Finding pleasure in learning about British monarchies and their histories is not a problem in and of itself. However, it becomes questionable when the intricate stories of foreign monarchies are cast aside as if royalty has only one face. The Hashemite Kingdom of Jordan or the Kingdom of Morocco are just a few examples of the plethora of kingdoms with fascinating histories that go unheard in favor of white, British kings and queens.

A solely western view has dominated our media for too long, leaving several groups in our society underrepresented. One step to combat this is to include more thoughtful representation of other cultures and their elite.

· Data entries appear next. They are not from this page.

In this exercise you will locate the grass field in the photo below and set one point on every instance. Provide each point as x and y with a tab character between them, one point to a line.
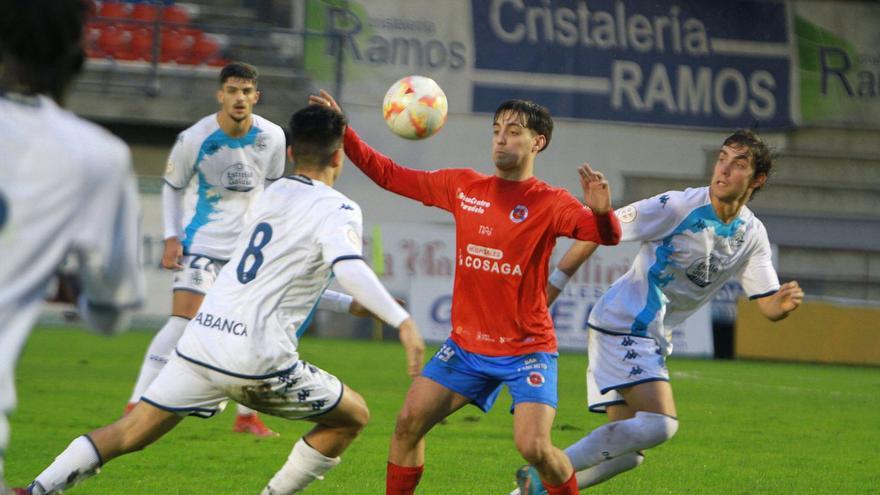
746	427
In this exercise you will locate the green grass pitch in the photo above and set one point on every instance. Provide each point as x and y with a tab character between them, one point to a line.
746	427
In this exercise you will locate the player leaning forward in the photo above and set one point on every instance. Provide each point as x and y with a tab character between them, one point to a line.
242	344
506	225
693	241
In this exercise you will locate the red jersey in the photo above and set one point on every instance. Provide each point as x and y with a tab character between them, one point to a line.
505	232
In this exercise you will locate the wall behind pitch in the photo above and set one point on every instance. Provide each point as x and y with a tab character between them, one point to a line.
819	331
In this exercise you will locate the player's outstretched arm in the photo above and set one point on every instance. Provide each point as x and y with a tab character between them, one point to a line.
783	302
576	255
597	191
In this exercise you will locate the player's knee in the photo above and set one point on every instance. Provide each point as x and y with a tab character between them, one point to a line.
656	428
535	451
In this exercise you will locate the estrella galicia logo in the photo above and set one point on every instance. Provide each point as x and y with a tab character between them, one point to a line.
535	379
260	142
4	210
704	271
239	177
519	213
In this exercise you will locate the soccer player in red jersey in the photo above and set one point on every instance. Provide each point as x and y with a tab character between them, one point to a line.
506	226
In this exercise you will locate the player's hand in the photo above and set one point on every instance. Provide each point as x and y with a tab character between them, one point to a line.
597	192
413	345
358	309
790	296
323	98
172	255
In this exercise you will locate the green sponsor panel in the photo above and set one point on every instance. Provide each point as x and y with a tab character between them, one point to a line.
838	66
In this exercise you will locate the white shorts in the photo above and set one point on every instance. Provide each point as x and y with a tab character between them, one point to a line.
198	274
187	388
620	361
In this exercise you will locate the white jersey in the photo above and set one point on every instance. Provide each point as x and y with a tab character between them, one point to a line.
686	255
264	298
230	173
67	187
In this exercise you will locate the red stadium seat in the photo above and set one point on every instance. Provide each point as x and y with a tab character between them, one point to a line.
144	12
175	14
174	46
204	49
113	10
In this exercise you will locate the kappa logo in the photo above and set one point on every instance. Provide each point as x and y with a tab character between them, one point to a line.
519	213
627	214
260	142
535	379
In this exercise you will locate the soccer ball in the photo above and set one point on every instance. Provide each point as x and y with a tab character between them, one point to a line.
415	107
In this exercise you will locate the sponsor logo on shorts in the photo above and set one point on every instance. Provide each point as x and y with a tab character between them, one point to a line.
221	324
535	379
519	213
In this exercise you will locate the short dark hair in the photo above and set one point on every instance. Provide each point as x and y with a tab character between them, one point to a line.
238	70
537	118
315	133
41	42
761	154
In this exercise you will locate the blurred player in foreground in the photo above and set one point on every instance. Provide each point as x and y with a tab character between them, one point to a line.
693	241
242	344
68	187
506	226
230	155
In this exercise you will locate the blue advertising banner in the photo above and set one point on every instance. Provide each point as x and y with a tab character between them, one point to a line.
683	63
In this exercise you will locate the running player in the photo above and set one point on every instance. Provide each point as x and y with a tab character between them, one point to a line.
506	227
693	241
242	343
230	155
68	187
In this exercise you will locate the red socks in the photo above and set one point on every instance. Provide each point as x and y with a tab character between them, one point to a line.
402	480
567	488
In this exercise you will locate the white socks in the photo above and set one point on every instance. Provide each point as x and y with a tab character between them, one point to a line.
613	439
158	354
303	466
244	410
80	460
4	442
608	469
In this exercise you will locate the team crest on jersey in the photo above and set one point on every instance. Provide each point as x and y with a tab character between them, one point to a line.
260	142
627	214
535	379
519	213
239	177
703	272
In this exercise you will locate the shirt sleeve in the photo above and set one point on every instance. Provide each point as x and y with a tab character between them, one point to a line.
652	218
108	242
432	188
758	277
578	222
279	156
340	234
179	169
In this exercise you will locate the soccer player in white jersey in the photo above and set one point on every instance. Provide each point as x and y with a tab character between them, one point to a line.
68	187
693	241
242	344
220	164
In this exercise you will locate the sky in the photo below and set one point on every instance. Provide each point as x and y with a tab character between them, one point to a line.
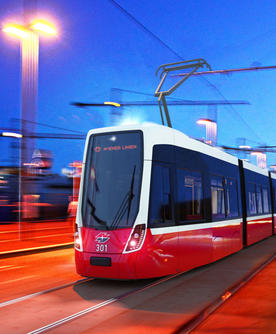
99	47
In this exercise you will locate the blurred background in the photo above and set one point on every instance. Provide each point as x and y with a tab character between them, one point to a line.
58	54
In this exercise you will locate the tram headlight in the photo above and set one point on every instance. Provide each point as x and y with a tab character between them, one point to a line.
77	241
136	238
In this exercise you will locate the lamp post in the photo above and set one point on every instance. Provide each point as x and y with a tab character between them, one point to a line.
211	130
29	38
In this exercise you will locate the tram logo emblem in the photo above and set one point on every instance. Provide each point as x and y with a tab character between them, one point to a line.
102	237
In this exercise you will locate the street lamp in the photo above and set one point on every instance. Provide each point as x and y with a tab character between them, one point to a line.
211	130
261	159
29	38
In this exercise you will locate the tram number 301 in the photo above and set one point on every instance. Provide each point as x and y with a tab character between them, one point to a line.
101	248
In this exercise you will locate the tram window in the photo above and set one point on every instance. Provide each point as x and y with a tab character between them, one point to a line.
259	199
265	200
161	211
189	195
251	199
231	196
218	200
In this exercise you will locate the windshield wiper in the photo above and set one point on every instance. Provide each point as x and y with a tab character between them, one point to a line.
126	203
98	220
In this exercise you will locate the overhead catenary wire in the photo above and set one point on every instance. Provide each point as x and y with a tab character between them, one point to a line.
153	35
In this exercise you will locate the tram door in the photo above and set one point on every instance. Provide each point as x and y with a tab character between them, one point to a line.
164	241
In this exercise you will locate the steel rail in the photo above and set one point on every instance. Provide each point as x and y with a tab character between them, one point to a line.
43	292
100	305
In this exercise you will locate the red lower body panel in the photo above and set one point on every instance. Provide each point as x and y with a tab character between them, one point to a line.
258	229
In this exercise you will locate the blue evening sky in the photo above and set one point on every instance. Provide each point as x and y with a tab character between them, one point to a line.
98	48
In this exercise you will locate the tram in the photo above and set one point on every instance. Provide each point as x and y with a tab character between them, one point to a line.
155	202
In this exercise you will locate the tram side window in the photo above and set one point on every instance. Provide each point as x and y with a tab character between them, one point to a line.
218	200
161	211
189	195
231	192
251	199
265	200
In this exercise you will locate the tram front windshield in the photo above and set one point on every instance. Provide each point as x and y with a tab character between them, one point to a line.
112	180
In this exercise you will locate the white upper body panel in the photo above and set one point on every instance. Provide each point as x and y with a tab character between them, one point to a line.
158	134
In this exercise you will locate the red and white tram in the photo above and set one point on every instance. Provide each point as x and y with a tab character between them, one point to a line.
155	202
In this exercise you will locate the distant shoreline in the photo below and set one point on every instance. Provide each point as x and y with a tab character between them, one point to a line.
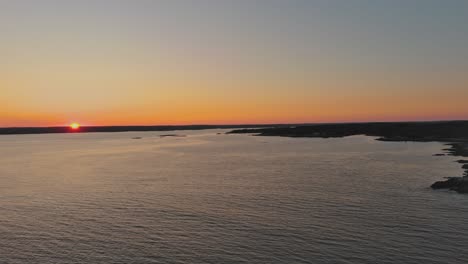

Monarchies are often riddled with corruption, and this entertainment obsession has the potential to glorify the toxicity and abuses of power embedded into monarchal life. This then begs the question of how to distinguish between a simple fascination with nobility and an obsessive desire to live like these members of society.

Members of royalty lead lives of incomprehensible luxury and intricate drama, which captures the attention of most “normal” citizens. As long as the problematic aspects of this life are recognized, it’s no crime to sit down with a bowl of popcorn and tune in to your favorite royal documentary.

As long as western power remains dominant in the world, British royalty will never leave the limelight. However, this shouldn’t mean that other monarchies must be hidden away. There are countless other monarchies with intricate histories that could expose audiences to cultures that have never been represented on such a large scale before.

Who knows, if the media looks a little further than this one particular island in the northern Atlantic, it may find the basis for a whole new show that will give The Crown a run for its money.